Uptown

Uptown

The North Side neighborhood of Uptown was once considered an entertainment hub for Chicago music-lovers and partiers. Old standbys such as the Aragon Ballroom, Green Mill Jazz Club and Riviera Theatre drew big crowds back in the day. They were the city’s hot dance halls and infamous speakeasies, known to host the likes of Al Capone. Today, the historic halls are still around—reinvented with a slightly different twist to entice modern patrons—yet bestowing entertainment value just as grand as its former Golden Years. The Aragon has been transformed into a several-thousand-seat auditorium that bills top Latino bands and other well-known artists. The Riviera is now one of Chicago’s premier music venues. It books popular groups from around the world, often to sellout audiences. The Green Mill’s reputation has spread nationwide as the city’s legendary jazz destination. Restored to its original prohibition-era splendor, the Green Mill continues to be the go-to for great jazz in Chicago.    

“Little Vietnam” is located in Uptown along Argyle Street, on the neighborhood’s northern end. This few-block strip is packed with a concentration of Asian restaurants, grocery stores and shops.
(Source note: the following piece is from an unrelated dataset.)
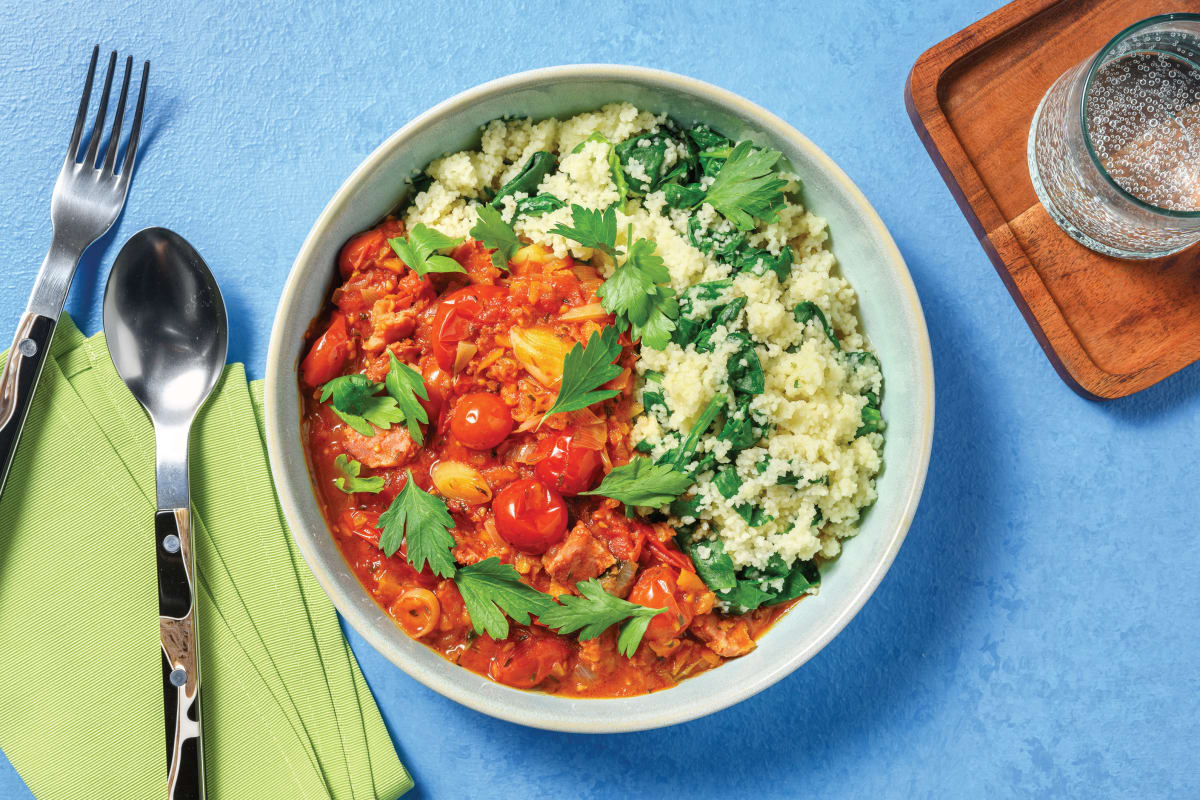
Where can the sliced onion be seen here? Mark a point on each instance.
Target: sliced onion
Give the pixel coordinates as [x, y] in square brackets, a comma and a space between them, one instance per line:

In addition to several Vietnamese eateries, Argyle Street has great Thai, Chinese and Laotian dining options. With a Red Line train station at Argyle and Broadway, Little Vietnam is a convenient stop that attracts people from all over the city who are looking for the most authentic Vietnamese food in Chicago.  
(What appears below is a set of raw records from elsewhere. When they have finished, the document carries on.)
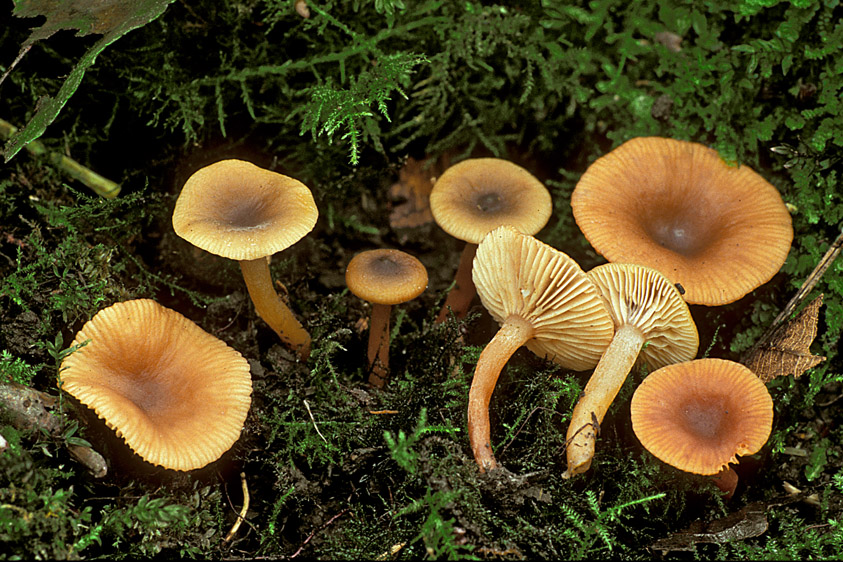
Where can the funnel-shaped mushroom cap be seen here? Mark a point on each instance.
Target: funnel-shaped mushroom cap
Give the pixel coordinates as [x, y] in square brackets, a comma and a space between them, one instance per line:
[517, 275]
[386, 276]
[479, 194]
[719, 230]
[176, 394]
[240, 211]
[698, 416]
[642, 297]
During the mid-20th Century, Uptown went through a period of flux where much of its middle class population moved out to the suburbs. The larger homes were converted into multi-unit apartments and less affluent families took up residence in the inexpensive housing. City programs and urban renewal groups organized to revitalize Uptown, working to provide employment opportunities and foster community pride. Things started to turn around for the neighborhood as new residents relocated to the area, including large numbers of Asians, Latinos and African Americans. 

For years Uptown has been considered one of Chicago’s more demographically diverse communities. But, the spread of gentrification in the early 2000s started to change the neighborhood’s ethnic composition once again. The popularity of neighboring Lakeview to the south and Edgewater to north has spilled over into Uptown, prompting a significant increase in condo prices. The rising real estate values seem to have gone hand-in-hand with a surge in Caucasian residents (about 10% higher than before 2000). There is also a noticeable decline in the African American population in Uptown and its sub-neighborhoods (Buena Park, Margate Park and Sheridan Park).

As mentioned above, the Red Line mass transit train runs through Uptown. It has three stops: Argyle, Lawrence and Wilson.